Promises/A+ Performance Hits You Should Be Aware Of
BEWARE This article is old, it’s 2013 old. Since then things have changed and a winner has prevailed, Bluebird is a Promises Library build with performance in mind and when actually tested with the benchmarks of this article it did even better than Async!
The Promises/A+ specification is a fresh and very interesting way of dealing with the asynchronous nature of Javascript. It also provides a sensible way to deal with error handling and exceptions. In this article we will go through the performance hits you should be aware of and as a side-effect do a comparison between the two most popular Promises/A+ implementations, When and Q and how they compare to Async, the lowest abstraction you can get on asynchronicity.
If you are in a hurry, just skip to the Conclusions.
The Case
My motivation for looking deeper into the performance of Promises/A+ was a Job Queuing system i’ve been working on named Kickq. It is expected that the system will get hammered when used on production so stress testing was warranted. After stubbing all the database interactions, essentially making the operation of job creation synchronous, I was getting odd performance results.
The test was simple, create 500 jobs in a loop and measure how long it takes for all the jobs to finish.
The measurements were in the ~550ms range and my eyeballs started to roll. “That’s a synchronous operation, it should finish in less than 3ms, WHAT THE????!?!”. After taking a few moments to let it sip in the suspect was found, it was Promises.

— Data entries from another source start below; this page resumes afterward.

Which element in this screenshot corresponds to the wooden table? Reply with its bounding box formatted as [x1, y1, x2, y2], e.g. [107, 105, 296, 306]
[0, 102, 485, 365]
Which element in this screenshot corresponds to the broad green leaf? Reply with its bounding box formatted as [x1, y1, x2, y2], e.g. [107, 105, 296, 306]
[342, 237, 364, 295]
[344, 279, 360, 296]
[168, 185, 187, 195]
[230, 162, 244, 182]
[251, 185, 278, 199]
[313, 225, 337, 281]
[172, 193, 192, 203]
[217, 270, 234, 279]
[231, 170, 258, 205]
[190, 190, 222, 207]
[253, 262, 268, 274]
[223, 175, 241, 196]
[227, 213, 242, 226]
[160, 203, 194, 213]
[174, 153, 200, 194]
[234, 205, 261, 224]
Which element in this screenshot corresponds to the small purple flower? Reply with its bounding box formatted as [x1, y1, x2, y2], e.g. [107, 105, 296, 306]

I used them as the only pattern to handle asynchronous ops and callbacks throughout the whole project. Brian Cavalier, one of the authors of When.js, helped me pinpoint the real culprit, it was the tick:
Promises/A+ Specification, Note 4.1 In practical terms, an implementation must use a mechanism such as setTimeout, setImmediate, or process.nextTick to ensure that onFulfilled and onRejected are not invoked in the same turn of the event loop as the call to then to which they are passed.
In other words, Promises, per the specification, must be resolved Asynchronously! That comes with a cost, a heavy one apparently.
In the process of studying performance I had to create a performance library, poor mans profiling. And a benchmark test for Promises/A+ implementations that’s already used to optimize the future versions of When.
Creating The Promises/A+ Benchmark
I tried to broaden the definition of the test case. If an application uses the Promises pattern as the only way to manage how the internal parts interact, we can make a few assumptions:
- There will be a series of promises chained together, representing the various operations that will be performed by your application.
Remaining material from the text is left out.